Monday, October 21, 2013

Tuesday, October 22. 2013

Today's schedule is C-AG-D-A-B

C Block Criminology 12 - Today we'll look at White Collar Crime. We will begin with life skills by learning how to identify a pyramid / ponzi scam (for more take a look at How Stuff Works). After, we'll quickly look at individual exploitation of an institutional position, influence peddling & bribery, theft and employee fraud, client fraud and corporate crime. You'll be introduced to Edwin H. Sutherland's Differential Association Theory (he introduced the concept "white collar crime"). We'll see what we can find on the Internet about white collar crime....spoil alert LOTS!

National Check Fraud Center
Robert O. Keel White Collar Crime
Canadian Encyclopedia White Collar Crime
Federal Bureau of Investigation White Collar Crime Division
Understanding White Collar Crime
News Stories of White Collar Crime

After, if there's time, we'll watch some Chapters from the movie "The Corporation". Please do not forget that the documentary is an opinion is trying to persuade you that a corporation acts like a psychopath. Not all business is bad but we do need to understand the "corporate view" of white collar criminal activity.

D Block Law 12 - Today we'll start with the R. v. Parker (2000) case that we looked at yesterday. In essence the case enabled the use of marijuana for medical purposes in Canada. We'll discuss who is allowed to obtain legal permission to possess through the MMAP (Marijuana Medical Access Program).

Category 1: This category is comprised of any symptoms treated within the context of providing compassionate end-of-life care; or the symptoms associated with the specified medical conditions listed in the schedule to the Regulations, namely:

  • Severe pain and/or persistent muscle spasms from multiple sclerosis;
  • Severe pain and/or persistent muscle spasms from a spinal cord injury;
  • Severe pain and/or persistent muscle spasms from spinal cord disease;
  • Severe pain, cachexia, anorexia, weight loss, and/or severe nausea from cancer;
  • Severe pain, cachexia, anorexia, weight loss, and/or severe nausea from HIV/AIDS infection;
  • Severe pain from severe forms of arthritis; or
  • Seizures from epilepsy.

Applicants must provide a declaration from a medical practitioner to support their application. Category 2: is for applicants who have debilitating symptom(s) of medical condition(s), other than those described in Category 1. Under Category 2, persons with debilitating symptoms can apply to obtain an Authorization to Possess dried marihuana for medical purposes, if a specialist confirms the diagnosis and that conventional treatments have failed or judged inappropriate to relieve symptoms of the medical condition. While an assessment of the applicant's case by a specialist is required, the treating physician, whether or not a specialist, can sign the medical declaration.
For more see:
CBC News Health
CBC News: Medical Marijuana Law Under Review
Vancouver Sun: How Canada's Medical Marijuana System Works
Ottawa Citizen: Most Medical Marijuana Users are Middle-Aged Men

After our discussion I'll have you complete the following questions:

5. How does the Controlled Drugs and Substances Act define trafficking?
6. What two points must the Crown prove to obtain a conviction for trafficking?
7. Who can be charged with the offence of importing and exporting narcotics?
8. Who has the onus in a trial to prove that an accused person possessed a controlled drug for the purpose of trafficking? What evidence can prove this?
9. Describe a situation in which a warrantless search for drugs would be legal. Explain why

A Block Law 9/10 - Today I'll have you finish up your work on questions 1, 3, 4, & 5 on page 97 of your All About Law text. After a bit we'll look at warrants through both the R. v. Wise (1992) and R. v. Ruiz (1991) cases along with the "plain view" principle. If there's time we'll also look at release procedures and habeas corpus along with disclosure, preliminary hearings, pre-trial motions, and plea bargaining.

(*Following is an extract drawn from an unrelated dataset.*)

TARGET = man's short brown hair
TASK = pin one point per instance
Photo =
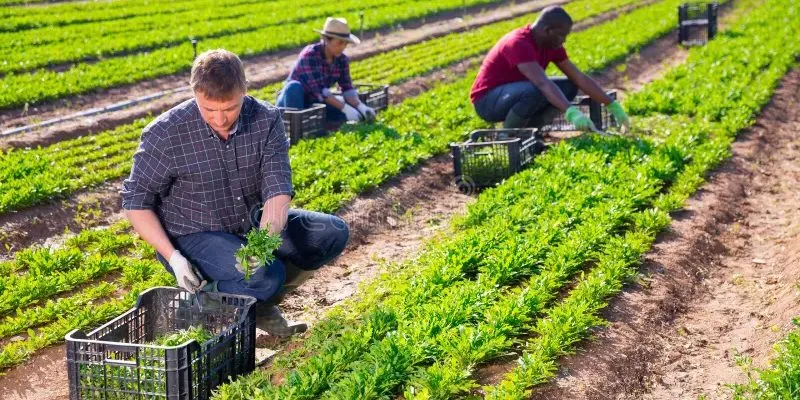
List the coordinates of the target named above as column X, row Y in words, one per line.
column 218, row 74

B Block Social Studies 10 - Today we're beginning prep work on a Rebellions Editorial activity. After we've taken attendance and logged on to the computers in the library read through the following description of your activity:

You are a newspaper editor for either the Toronto Telegraph or the Montreal Gazette. It is 1848; Mackenzie has been pardoned and is living in Toronto again while Papineau is exiled and living in France. You are going to write an editorial (opinion piece) on the rebellions of both Upper and Lower Canada. Write a one paged editorial arguing that the rebels were either justified in their actions or were traitors to the King and England. Remember it is 1848, eight years after the Act of Union and responsible government has been achieved in the colony of Canada.

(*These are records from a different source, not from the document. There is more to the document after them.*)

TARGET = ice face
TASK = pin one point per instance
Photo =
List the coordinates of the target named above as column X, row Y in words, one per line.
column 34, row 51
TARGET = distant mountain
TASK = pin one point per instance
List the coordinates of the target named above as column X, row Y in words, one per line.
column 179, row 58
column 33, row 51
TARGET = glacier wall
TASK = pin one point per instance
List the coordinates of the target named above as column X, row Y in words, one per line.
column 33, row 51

You'll have today in class along with tomorrow and Thursday in the library to work on this activity. This is a project mark so it would be wise not to waste your time or blow this assignment off (especially considering the end of the term looms nigh!) Look here for more:
William Lyon Mackenzie
Durham's Act of Union
Musee McCord Museum "The Aftermath of the Rebellions flash movie
Early Toronto Newspapers
Township Heritage
1837/8 Patriot War

So rough copy today...word processing and old timey prettifying in the library tomorrow and Thursday.